Egypt: Faith After the Pharaohs
Last week I visited this exhibition at the British Museum. It covers a period of twelve centuries from 30 BC, when Egypt became part of the Roman Empire, to AD 1171 and tells the story of the shift from the traditional worship of many gods to the monotheism. When Constantine was converted to Christianity, Christianity gradually became the dominant religion, only to be displaced by the Islamic invasion of the seventh century. There was also a Jewish community.
There is a lot to take on board from the informative panels and I found this fascinating, but of course the objects are the stars of the show: textiles, coins, manuscripts, jewellery, pottery. It wasn’t always the most precious or the showiest objects that have stuck in my mind. Egypt’s hot, dry climate allowed things to be preserved that in other cultures have vanished.
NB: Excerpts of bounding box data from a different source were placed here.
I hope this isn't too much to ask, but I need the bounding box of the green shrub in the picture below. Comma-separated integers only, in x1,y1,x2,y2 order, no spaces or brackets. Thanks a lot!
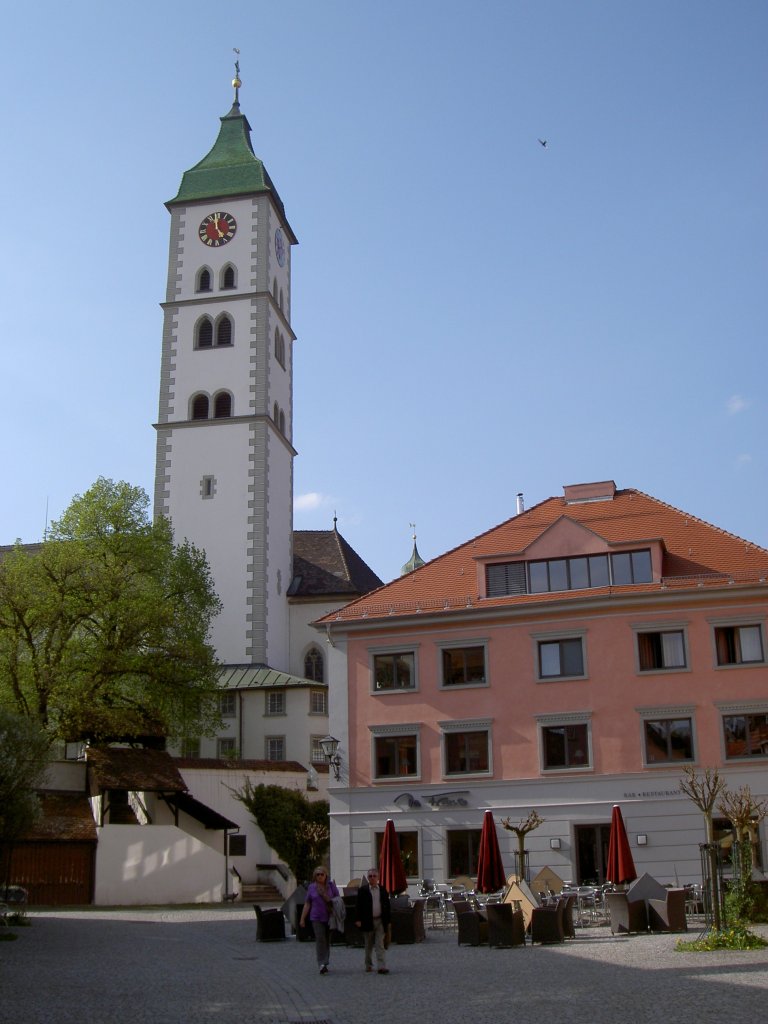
675,924,768,952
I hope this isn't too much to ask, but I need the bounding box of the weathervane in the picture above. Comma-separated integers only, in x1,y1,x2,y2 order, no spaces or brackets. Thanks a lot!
232,46,243,103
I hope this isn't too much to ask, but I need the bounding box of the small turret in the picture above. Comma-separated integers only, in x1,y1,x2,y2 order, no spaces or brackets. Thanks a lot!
400,522,424,575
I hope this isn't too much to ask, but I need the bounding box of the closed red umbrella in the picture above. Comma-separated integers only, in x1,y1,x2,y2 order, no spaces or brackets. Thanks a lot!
477,811,507,893
605,804,637,885
379,818,408,896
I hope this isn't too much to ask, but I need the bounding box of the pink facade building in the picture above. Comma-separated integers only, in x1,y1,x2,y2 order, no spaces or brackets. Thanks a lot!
322,481,768,883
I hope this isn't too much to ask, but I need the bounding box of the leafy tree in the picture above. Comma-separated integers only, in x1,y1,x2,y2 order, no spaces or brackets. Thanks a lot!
0,708,50,893
0,477,220,740
231,779,331,882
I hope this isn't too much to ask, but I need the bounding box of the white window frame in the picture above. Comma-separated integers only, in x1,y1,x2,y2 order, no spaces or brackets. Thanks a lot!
708,615,767,672
309,684,328,718
437,638,490,690
264,690,288,718
219,690,238,718
437,718,494,781
632,621,691,676
368,641,420,696
216,736,238,761
715,700,768,765
534,711,595,775
368,722,421,782
264,736,286,762
530,630,589,683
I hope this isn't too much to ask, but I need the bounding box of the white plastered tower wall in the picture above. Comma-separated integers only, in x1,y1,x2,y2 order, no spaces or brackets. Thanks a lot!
155,103,295,669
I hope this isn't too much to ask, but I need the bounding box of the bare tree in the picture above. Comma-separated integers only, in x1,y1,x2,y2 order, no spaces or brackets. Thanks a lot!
501,810,545,880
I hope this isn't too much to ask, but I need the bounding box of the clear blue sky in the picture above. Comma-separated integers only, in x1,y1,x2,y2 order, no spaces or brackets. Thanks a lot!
0,0,768,580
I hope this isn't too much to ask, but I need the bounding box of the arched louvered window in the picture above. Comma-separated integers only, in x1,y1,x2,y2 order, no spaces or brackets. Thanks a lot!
216,316,232,347
197,316,213,348
304,647,324,683
191,394,208,420
213,391,232,420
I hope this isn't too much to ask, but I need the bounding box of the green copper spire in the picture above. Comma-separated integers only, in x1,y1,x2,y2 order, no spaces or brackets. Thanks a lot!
400,522,425,575
166,68,296,243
It was touching to see a stripy child’s sock, a toy horse, and a mummy portrait of a little girl, who had died aged seven.
Although there was occasional tension and violence between the different communities, there were long periods when the communities lived peacefully side by side and were influenced by each other in their arts and crafts.
I came out of the exhibition thinking of the words of the Quaker, William Penn, written in 1693, ‘The humble, meek, merciful, just, pious, and devout souls are everywhere of one religion: and when death has taken off the mask they will know one another, though the divers liveries they wear here makes them strangers.’ At the week-end after the events in Paris, it was good to hold on to this thought. The exhibition is a timely one and I recommend it. It runs until the 7 February.